In a result that shouldn't surprise many people, Ken Norton, Jr. ran away with the vote in the #1 inside linebacker poll. It's kind of intriguing that at this point his percentage is sitting at the same 58% as last time around. As mentioned previously, I've decided to implement the Gary Plummer Rule requiring a player to be with the team for at least four years to be eligible for this most esteemed of awards. That means no Patrick Willis at this point, although he's clearly on his way to rarified air in the pantheon of 49er greats. How about 13 tackles and an interception to kick off the 2009 season? Not too shabby Bamm Bamm.

Matt Hazeltine (1955-1968): Hazeltine played more seasons with the 49ers at inside linebacker than anybody else in team history. He was selected to two Pro Bowls and was the captain of the 49ers for five seasons. Upon his death in 1987 from ALS (Lou Gehrig's Disease), the 49ers created the Matt Hazeltine "Ironman" Award, given to the most courageous and inspirational defensive player.

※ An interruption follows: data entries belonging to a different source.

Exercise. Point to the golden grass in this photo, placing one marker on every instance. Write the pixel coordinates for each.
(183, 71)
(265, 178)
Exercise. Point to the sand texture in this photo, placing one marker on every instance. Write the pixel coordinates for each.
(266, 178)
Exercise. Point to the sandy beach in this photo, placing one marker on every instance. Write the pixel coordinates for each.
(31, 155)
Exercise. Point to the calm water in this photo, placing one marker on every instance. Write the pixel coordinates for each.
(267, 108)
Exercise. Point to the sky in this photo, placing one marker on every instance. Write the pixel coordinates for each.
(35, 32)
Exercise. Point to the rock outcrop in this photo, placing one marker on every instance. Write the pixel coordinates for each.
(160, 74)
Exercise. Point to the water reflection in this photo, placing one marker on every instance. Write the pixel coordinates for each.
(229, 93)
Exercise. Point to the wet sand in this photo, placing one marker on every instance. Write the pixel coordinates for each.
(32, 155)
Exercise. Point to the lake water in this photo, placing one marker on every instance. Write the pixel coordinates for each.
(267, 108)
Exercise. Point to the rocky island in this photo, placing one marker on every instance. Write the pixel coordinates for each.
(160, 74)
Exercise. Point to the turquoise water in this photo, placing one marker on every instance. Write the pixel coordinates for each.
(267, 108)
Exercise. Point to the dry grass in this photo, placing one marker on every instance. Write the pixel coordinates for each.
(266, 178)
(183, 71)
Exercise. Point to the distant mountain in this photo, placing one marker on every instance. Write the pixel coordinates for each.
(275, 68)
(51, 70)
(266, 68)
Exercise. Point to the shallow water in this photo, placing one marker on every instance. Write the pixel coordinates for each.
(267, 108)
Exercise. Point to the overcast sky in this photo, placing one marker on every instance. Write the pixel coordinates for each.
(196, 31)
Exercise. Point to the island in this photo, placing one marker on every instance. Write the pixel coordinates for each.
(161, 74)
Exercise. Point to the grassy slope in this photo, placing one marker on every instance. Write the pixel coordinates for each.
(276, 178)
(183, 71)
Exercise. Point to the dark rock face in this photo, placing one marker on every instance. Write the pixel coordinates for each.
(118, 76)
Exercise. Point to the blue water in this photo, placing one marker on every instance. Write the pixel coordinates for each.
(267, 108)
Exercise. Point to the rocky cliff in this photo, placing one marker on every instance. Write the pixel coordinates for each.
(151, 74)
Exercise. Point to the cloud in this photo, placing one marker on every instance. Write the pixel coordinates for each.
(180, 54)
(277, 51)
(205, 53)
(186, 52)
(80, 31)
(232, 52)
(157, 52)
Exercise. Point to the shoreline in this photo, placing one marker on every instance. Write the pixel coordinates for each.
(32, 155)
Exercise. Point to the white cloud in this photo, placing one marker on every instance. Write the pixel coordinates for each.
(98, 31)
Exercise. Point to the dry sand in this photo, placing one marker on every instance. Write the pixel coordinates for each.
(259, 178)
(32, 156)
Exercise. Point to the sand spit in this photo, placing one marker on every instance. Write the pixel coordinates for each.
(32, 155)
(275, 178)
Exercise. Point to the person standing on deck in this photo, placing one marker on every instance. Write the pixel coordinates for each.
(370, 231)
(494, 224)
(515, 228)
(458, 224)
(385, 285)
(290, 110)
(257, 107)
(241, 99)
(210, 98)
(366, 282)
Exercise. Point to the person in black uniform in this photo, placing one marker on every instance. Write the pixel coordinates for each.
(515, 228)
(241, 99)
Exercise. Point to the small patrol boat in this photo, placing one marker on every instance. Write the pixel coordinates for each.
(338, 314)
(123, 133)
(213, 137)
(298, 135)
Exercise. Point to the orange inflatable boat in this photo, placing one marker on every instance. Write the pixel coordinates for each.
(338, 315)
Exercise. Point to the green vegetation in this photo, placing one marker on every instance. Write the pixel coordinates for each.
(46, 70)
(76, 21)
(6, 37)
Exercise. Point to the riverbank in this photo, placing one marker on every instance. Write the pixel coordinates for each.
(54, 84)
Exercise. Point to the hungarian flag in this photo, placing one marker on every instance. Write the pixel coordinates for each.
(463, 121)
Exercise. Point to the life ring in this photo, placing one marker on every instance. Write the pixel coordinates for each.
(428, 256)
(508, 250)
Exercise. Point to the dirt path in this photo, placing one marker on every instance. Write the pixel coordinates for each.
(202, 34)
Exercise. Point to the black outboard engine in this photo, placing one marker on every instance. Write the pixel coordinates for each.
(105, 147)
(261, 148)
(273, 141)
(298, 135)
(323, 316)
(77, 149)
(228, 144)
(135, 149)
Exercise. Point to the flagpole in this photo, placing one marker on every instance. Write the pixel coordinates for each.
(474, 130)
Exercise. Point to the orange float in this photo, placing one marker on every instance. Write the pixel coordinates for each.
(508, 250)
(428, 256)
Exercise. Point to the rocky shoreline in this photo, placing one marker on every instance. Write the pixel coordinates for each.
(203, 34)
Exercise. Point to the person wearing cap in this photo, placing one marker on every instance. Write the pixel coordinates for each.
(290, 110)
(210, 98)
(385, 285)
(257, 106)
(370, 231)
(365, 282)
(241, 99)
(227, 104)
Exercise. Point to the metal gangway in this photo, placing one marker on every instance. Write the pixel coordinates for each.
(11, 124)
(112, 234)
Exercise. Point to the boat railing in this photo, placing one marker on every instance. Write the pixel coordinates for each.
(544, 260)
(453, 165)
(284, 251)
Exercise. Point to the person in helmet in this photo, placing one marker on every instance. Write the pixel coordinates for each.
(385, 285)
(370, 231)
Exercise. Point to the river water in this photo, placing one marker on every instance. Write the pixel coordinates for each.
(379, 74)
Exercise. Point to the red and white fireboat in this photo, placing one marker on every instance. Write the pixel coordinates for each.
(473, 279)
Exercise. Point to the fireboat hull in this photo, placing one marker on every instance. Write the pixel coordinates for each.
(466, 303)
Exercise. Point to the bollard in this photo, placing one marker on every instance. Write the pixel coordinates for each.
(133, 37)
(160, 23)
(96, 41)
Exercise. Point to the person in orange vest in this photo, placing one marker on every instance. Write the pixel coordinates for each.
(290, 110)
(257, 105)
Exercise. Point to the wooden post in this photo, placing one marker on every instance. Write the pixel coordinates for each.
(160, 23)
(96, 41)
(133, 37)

Gary Plummer (1994-1997): One could argue he's a reason for including Willis. Plummer was an impact player who only played on the 49ers the last four seasons of his career. The 49ers were on the cusp of the Super Bowl when Plummer and Norton were brought in as part of the group to put them over the top. Plummer was a Bay Area man, attending community college in Fremont, earning his degree at UC Berkeley and playing three seasons for the Oakland Invaders of the USFL. Plummer now writes for

Michael Walter (1984-1993): After being drafted by the Cowboys and spending one season in Big D, Walter left for the Bay Area, where he played for ten seasons and on three Super Bowl squads. Walter was a relatively low key, but integral member of those Super Bowl squads. He led the team in tackles in 1987 and played as an ILB in the 3-4 alongside Bill Romanowski and also as an MLB in the 4-3.

Frank Nunley (1967-1976): Nunley was a hard-hitting MLB in the Dick Nolan flex defense of the 70s. While he could make the tackles, Nunley was also a bit of a ballhawk, hauling in 14 interceptions in his career, including a career-high 4 in 1974. Due to his "sweet disposition" off the field and his powerful tackling, Nunley was nicknamed Fudge Hammer (and no I'm not kidding).